I’ve always loved watching the figure skaters on TV, but when a skater like Nathan Chen arches up and begins to twist into one of his incredible quadruple jumps, you best not blink, because you have just a half-second to see him in the air. With the VR app, you can stop him mid-spin and check his position out from just about every single angle.
I had everyone in my family try it out too, including my mom. She’s a hard sell on the latest gadgets, though she’s always game to try something new. “Whoa, this is crazy,” she exclaimed, “I’m ski-jumping! It’s fantastic!” She hooted and hollered and laughed through several videos already posted on the NBC Sport VR app. “(The headset) gets a little heavy, and it gets hot around my face,” she said when she finished up. “But it’s way better than I expected it to be, and a lot cheaper than going to the Olympics, even though you still feel like you’re there. I’ll watch about 20 minutes of it at a time, and I’ll watch on regular TV too.”
I’ve never felt like I was inside a sport before. No matter how many close-ups or slow-motion replays, it’s impossible to feel a sport that way by watching it in two dimensions on normal TV. I finally get what all the fuss is about. If you have a chance to check it out yourself, I highly recommend it.

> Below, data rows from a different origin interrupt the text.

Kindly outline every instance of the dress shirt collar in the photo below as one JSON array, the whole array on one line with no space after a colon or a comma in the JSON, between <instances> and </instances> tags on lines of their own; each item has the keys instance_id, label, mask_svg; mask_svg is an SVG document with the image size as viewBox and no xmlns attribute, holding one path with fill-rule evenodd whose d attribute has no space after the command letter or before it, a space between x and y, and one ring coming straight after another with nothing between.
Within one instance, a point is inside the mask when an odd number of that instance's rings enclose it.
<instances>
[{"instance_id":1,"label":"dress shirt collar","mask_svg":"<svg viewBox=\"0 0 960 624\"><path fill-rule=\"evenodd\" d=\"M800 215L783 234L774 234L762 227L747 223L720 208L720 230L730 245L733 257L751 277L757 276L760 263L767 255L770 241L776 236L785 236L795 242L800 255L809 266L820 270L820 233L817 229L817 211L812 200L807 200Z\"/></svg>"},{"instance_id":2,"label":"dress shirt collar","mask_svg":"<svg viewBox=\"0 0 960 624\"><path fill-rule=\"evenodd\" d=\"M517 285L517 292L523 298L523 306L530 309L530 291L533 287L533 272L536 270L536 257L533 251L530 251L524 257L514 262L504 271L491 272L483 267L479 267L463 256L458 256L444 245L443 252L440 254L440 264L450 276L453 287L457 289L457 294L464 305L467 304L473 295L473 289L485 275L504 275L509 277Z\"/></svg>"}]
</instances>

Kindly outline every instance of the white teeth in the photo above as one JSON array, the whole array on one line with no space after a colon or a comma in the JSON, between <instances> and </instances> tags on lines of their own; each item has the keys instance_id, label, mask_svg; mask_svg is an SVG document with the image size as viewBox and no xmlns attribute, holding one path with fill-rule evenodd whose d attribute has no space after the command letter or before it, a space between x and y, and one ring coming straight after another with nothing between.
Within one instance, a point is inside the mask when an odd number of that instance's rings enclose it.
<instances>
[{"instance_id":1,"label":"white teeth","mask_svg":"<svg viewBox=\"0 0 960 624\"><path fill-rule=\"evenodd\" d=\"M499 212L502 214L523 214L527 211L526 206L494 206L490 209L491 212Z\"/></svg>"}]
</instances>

For those of you who plan to watch online — true sports devotees recommend streaming content through a VPN (virtual private network) that gives you access to sports coverage from other countries. I tried two of them out for this article, Express VPN ($12.95 for one month, less for six- and 12-month options) and Private Internet Access ($6.95 per month, less for yearly and two-year options).
Several Reddit discussion groups recommend the CBC’s (Canada) or BBC’s free coverage of the Olympics for getting in-depth reporting from many of the various venues, though obviously they focus more on athletes from their own countries.